The Changriwa people are a tribal group that inhabits the Eastern Highlands Province of Papua New Guinea. The Changriwa, also known as the Chimbu, are one of the most prominent and ancient groups of the highlands, with their own history and culture.
In the 1960s, the name "Chimbu" was adopted by the colonial administration and is still used today. The Changriwa people have a long and complex history that has been shaped by their interactions with neighboring tribes, as well as by colonization and modernization.
There are currently no known Christian resources available in the Changriwa language.

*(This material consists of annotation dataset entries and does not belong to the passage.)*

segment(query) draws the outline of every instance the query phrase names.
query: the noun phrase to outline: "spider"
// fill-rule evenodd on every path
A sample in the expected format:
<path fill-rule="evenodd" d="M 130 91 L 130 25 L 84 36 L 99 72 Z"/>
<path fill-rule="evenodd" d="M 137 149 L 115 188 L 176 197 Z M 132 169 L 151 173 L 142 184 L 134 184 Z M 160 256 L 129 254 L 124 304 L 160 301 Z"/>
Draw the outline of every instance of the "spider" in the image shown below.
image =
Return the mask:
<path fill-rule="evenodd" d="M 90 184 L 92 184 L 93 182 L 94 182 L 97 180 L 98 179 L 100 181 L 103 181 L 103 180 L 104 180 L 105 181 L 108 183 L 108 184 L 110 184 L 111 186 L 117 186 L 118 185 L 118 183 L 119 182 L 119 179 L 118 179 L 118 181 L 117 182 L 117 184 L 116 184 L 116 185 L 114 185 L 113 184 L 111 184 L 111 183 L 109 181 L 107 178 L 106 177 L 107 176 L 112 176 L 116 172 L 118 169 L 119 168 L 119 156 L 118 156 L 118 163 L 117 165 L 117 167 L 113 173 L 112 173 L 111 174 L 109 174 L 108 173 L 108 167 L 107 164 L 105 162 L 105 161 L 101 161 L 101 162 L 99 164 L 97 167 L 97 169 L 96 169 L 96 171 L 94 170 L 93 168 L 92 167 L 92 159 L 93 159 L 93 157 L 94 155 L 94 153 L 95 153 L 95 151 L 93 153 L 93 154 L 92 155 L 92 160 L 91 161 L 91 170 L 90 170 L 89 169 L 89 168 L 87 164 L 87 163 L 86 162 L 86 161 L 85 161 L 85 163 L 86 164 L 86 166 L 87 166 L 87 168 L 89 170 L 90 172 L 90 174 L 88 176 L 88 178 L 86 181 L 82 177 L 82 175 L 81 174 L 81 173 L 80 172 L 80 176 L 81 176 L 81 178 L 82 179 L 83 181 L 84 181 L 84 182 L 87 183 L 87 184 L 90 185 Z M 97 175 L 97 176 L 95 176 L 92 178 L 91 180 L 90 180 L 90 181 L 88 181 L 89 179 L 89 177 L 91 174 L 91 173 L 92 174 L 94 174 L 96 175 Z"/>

The Changriwa people are known for their strong sense of community and their emphasis on family ties. They live in small villages that are typically made up of extended families. Villages are headed by a chief, or "bigman," who is responsible for making important decisions on behalf of the community. The Changriwa people are primarily subsistence farmers, and their traditional diet consists of sweet potatoes, taro, yams, and pigs.
The Changriwa people have a strong tradition of music and dance. They are known for their elaborate "sing sings," which are performed to mark important occasions such as weddings, funerals, and coming-of-age ceremonies. Sing sings involve elaborate costumes, body paint, and complex choreography. They are a powerful expression of Changriwa culture and identity.
In recent years, the Changriwa people have faced significant challenges as a result of modernization and globalization. The introduction of cash crops, such as coffee, cocoa and tea, has disrupted traditional farming practices and led to the erosion of the Changriwa people's cultural identity.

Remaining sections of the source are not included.